Seriously so what if she is 20cm taller . you need to
Teach her to stand tall
And be proud. She is what she is and she is not going to be able to change her height. My 7. Year old Ds is nearly the same size as Ds who is 9. We laugh about it we don't worry about it.

PhilomenaDeathsHeadHawkMoth · 22/10/2018 09:36

Pythonesque this is a genuine question, not trying to be goady. If my DD says she's hungry at bedtime, should I give her something?

nomilknosugarplease · 22/10/2018 09:37

You seem to be annoyed that she’s tall. You have mentioned she is taller than everybody else as if it is a shameful thing. I was already about 5ft5 when I was about 10! I never grew much more but I was so tall compared to everyone else, and I live somewhere where people tend to be quite small so I am still considered tall now! When I was 10 I hated it being pointed out.
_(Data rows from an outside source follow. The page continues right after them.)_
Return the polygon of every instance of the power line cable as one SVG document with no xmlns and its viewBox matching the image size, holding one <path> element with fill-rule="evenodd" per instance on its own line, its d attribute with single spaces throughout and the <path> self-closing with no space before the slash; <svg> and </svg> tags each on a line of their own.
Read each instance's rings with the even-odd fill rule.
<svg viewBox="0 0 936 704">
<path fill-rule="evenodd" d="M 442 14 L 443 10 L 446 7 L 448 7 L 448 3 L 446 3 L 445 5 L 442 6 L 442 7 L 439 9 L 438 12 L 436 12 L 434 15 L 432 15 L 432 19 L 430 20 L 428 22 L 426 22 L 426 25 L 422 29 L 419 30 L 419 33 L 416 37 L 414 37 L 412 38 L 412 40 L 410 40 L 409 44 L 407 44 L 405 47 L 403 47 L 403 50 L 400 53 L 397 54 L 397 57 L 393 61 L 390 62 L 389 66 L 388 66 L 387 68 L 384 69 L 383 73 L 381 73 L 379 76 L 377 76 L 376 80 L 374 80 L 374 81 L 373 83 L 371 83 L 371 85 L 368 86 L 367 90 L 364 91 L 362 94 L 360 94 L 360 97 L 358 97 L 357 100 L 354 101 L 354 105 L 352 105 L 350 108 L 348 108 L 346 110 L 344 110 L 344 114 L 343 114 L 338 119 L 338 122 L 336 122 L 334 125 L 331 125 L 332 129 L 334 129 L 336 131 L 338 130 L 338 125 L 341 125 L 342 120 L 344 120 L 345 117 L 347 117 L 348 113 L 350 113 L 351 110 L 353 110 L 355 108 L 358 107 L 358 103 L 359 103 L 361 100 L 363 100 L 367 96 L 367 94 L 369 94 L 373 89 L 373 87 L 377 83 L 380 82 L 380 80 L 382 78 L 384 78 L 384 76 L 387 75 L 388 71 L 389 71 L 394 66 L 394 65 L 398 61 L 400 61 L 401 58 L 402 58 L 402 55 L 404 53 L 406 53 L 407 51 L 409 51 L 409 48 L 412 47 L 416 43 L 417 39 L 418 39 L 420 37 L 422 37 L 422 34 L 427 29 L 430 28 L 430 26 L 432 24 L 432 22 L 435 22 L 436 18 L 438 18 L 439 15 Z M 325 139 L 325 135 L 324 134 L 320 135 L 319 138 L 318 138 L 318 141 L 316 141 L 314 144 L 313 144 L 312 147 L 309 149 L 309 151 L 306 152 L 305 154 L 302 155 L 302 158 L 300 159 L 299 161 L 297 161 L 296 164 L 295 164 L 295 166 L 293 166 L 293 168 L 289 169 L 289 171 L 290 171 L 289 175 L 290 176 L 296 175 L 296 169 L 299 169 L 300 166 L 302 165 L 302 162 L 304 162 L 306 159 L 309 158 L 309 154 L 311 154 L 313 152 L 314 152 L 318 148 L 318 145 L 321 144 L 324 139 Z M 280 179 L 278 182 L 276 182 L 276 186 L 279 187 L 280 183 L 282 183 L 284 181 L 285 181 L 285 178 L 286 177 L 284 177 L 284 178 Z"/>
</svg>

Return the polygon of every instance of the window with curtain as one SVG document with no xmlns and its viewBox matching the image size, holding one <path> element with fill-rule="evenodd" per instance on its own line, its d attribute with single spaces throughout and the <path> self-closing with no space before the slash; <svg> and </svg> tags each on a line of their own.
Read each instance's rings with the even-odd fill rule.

I loved the fact that my mum and dad never brought it up, they’d never say ‘you’re so tall for your age DD’ or mention to people in front of me ‘DD is so tall, isn’t she’. It made me realise not everybody was constantly noticing it, so it was such an unimportant thing that I shouldn’t care about at all Smile

gamerwidow · 22/10/2018 09:38

I'm 5'6" and wouldn't consider myself to be tall in the slightest.
5’4’’ is average height for a woman do 5’6’’ is at the tall end but not massively so. When I think of short women I think of around 5’2’’ or less. My shortest friend is 4’11’’ so at 5’6’’ I am practically a giant. 5’6’’ is neither tall or short.

OnePotato2Potato · 22/10/2018 09:42

I haven't read the whole thread but surely this is about perception. There is nothing wrong with her height or weight, I think it will become a problem if you make it a problem.

In other cultures, being tall is a good thing, even from a young age. If a child stand out because of their height then it is a positive thing. That doesn't even mean being tall and slender, even being tall and chubby like I was as a child. To give context I am 5ft4 and am considered to be of "good height" Grin.

Of course the same cultural norms are not present here but maybe changing the way you view it will help.

CupMug · 22/10/2018 09:48

You are literally obsessed with your daughters weight, posting every 2 or so years about it

😂😂 That is literally a ridiculous thing to post. A post every TWO years is nothing.

OP, not sure why you are getting such a bashing and I understand why you are concerned. I also can see you are careful not to be negative about your daughters height to her.

I know a few girls in their early twenties who are very tall and not super slim - they aren't fat but they are solid. I think it's difficult for them. They both say they have a love hate relationship with their tallness. They both can get comments when go into pubs etc - I don't think that's a good thing. Although you can comments for all sorts of things.
It is what it is though. I don't think there is too much point worrying about it until it's a actual problem. It might not happen or it might not bother her at all.

I'd carry on being quietly careful about her diet and exercise just as I would for any child.

witherwings · 22/10/2018 09:50

OP, we have the opposite problem. My DD is 10 and size of a 7 year old. As parents we are average. She is self-conscious being 20cm smaller than all her friends and I'm really hoping she has a growth spurt and catches up with them at some point.
As in your situation, obviously we can't change anything but just encourage being healthy and strong and trying different activities. And explaining that everyone is different and good at different stuff.
I still worry though about teasing and her resilience.